Abstract 427: Alterations in the Mitochondrial Supercomplex in Pediatric Dilated Cardiomyopathy

Abstract

Organization of the mitochondrial electron transport chain (ETC) into a protein “supercomplex” has been shown to be critical for optimal mitochondrial respiration, and is dependent on the phospholipid composition of the inner mitochondrial membrane. A close physical interaction between the ETC supercomplex and the fatty acid beta-oxidation system (FAO, which provides necessary reducing equivalents for ETC) has also been proposed. We have previously demonstrated that content of the primary mitochondrial phospholipid, cardiolipin, is altered in pediatric dilated cardiomyopathy (DCM), with evidence for its dysregulated biosynthesis. We hypothesized that altered cardiolipin content in pediatric DCM is correlated with altered supercomplex-associated ETC activity and mitochondrial fatty acid β-oxidation. A cross-sectional investigation was performed using myocardium from 16 children with DCM and 15 non-failing (NF) controls from the University of Colorado Heart Tissue Bank. Using blue native (BN) -PAGE with in-gel activity staining we demonstrated lower activity of supercomplex-associated complexes I (DCM 80% of NF, P<0.05) and IV (DCM 72% of NF, P<0.05) in pediatric DCM compared with NF controls.

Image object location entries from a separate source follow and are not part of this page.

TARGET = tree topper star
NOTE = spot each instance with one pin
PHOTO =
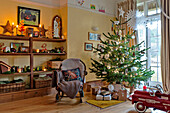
(121, 12)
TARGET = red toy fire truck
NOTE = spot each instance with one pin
(151, 99)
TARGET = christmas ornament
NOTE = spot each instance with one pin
(107, 56)
(8, 28)
(131, 18)
(121, 12)
(110, 87)
(133, 69)
(116, 22)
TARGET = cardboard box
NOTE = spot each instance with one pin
(105, 97)
(53, 64)
(95, 89)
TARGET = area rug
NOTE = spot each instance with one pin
(103, 104)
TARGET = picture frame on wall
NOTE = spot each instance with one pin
(94, 36)
(88, 46)
(29, 16)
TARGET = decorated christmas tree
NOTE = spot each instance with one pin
(119, 62)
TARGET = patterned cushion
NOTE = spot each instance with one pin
(73, 74)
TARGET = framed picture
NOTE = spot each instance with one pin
(16, 46)
(88, 46)
(94, 36)
(29, 16)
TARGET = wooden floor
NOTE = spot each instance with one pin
(47, 104)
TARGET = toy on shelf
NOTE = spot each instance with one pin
(4, 67)
(151, 98)
(44, 50)
(8, 28)
(58, 50)
(21, 28)
(1, 47)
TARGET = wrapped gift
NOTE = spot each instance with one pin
(107, 97)
(95, 89)
(99, 97)
(103, 97)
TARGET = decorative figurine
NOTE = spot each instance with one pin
(1, 47)
(8, 27)
(43, 30)
(44, 50)
(21, 27)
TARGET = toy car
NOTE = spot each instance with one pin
(151, 99)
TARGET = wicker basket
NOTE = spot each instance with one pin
(11, 87)
(42, 83)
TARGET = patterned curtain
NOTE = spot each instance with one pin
(127, 5)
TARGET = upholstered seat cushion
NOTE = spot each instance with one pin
(72, 74)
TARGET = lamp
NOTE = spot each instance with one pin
(94, 28)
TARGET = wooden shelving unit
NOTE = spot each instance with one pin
(31, 54)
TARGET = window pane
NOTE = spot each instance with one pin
(152, 8)
(154, 76)
(140, 8)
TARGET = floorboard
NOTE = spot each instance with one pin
(47, 104)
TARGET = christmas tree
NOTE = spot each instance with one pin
(118, 62)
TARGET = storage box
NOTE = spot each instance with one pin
(103, 97)
(42, 83)
(99, 97)
(95, 89)
(53, 64)
(11, 87)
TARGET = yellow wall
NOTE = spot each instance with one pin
(8, 11)
(76, 25)
(79, 24)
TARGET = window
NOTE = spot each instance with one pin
(150, 32)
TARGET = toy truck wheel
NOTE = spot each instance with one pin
(140, 107)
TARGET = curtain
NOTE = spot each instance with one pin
(165, 45)
(127, 5)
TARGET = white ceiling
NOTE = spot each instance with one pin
(46, 3)
(51, 3)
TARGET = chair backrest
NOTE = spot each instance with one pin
(73, 63)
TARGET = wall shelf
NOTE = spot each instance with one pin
(49, 40)
(15, 74)
(8, 37)
(15, 53)
(49, 53)
(31, 54)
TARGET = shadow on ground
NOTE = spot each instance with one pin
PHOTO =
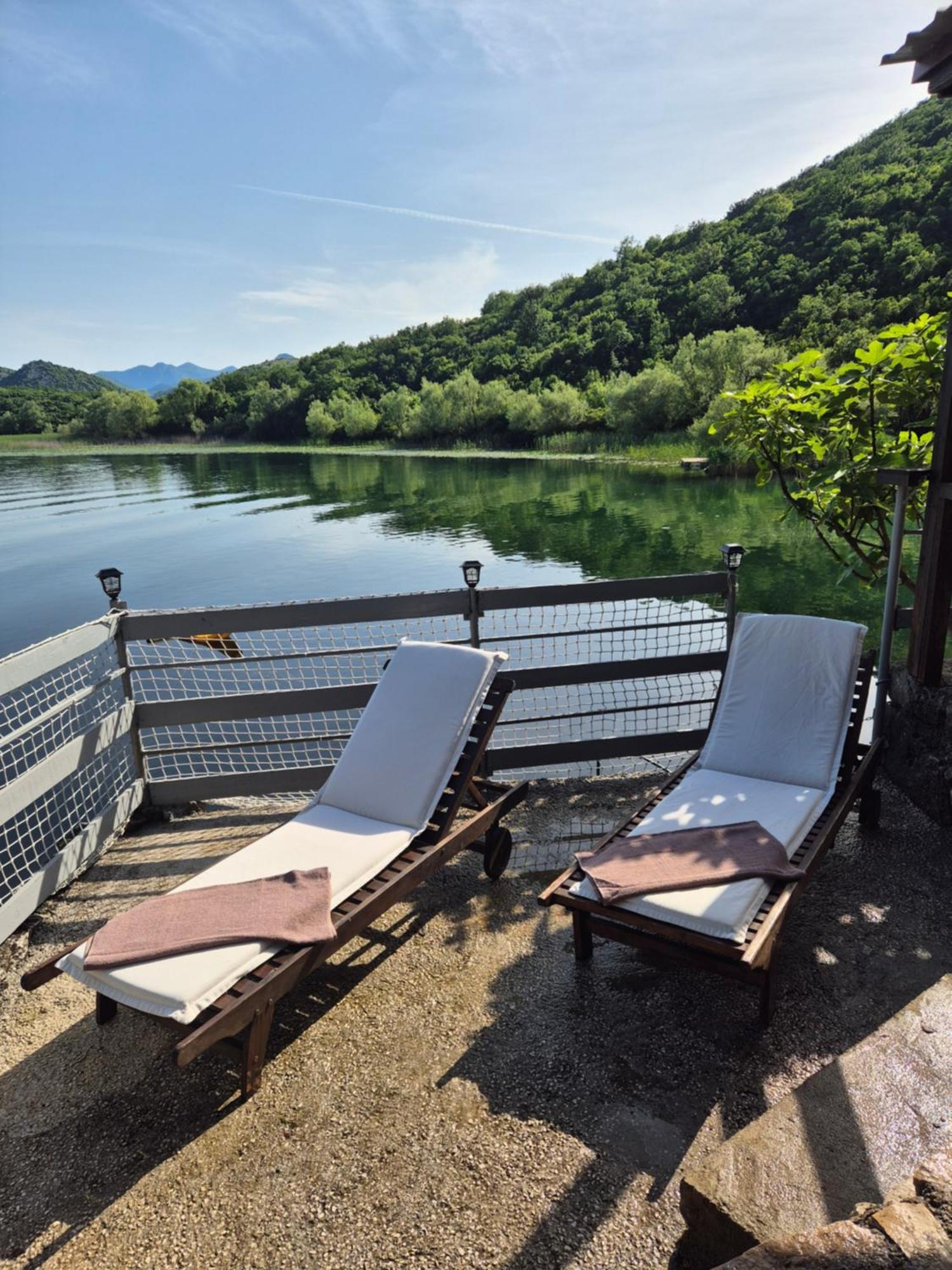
(642, 1064)
(631, 1057)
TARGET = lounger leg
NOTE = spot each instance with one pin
(253, 1048)
(582, 937)
(106, 1009)
(769, 998)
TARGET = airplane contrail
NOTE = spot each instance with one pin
(430, 217)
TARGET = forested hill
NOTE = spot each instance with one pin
(860, 241)
(640, 344)
(49, 375)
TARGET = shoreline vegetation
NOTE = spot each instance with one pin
(653, 341)
(664, 451)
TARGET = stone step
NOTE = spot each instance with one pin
(846, 1137)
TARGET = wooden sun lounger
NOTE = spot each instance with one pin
(241, 1020)
(751, 962)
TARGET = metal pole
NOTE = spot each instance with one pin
(475, 617)
(732, 605)
(889, 609)
(120, 608)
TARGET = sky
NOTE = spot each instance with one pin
(223, 181)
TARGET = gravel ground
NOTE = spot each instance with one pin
(456, 1092)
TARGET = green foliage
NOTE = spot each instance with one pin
(180, 410)
(645, 341)
(120, 416)
(823, 435)
(49, 375)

Using BN-PAGE and Western blot, as well as proteomic analysis of isolated supercomplex bands, we demonstrated interaction of the ETC supercomplex with FAO enzymes. Quantification of fatty acyl-CoAs was also performed in tissue from pediatric patients with DCM which demonstrated altered content of a subset of acyl-CoAs when compared to NF controls. We detected higher content of some C8, C10 and C12 CoAs in DCM compared with NF (P<0.05), with depletion of C18:1, C18:2, and C16 species (P<0.05). There was no difference between groups in free CoA or Acetyl-CoA. Taken together, these data suggest a potentially important interaction between the ETC supercomplex and long-chain β-oxidation enzymes, which may be altered on heart failure. We provide preliminary evidence for disrupted energy utilization in the failing pediatric heart.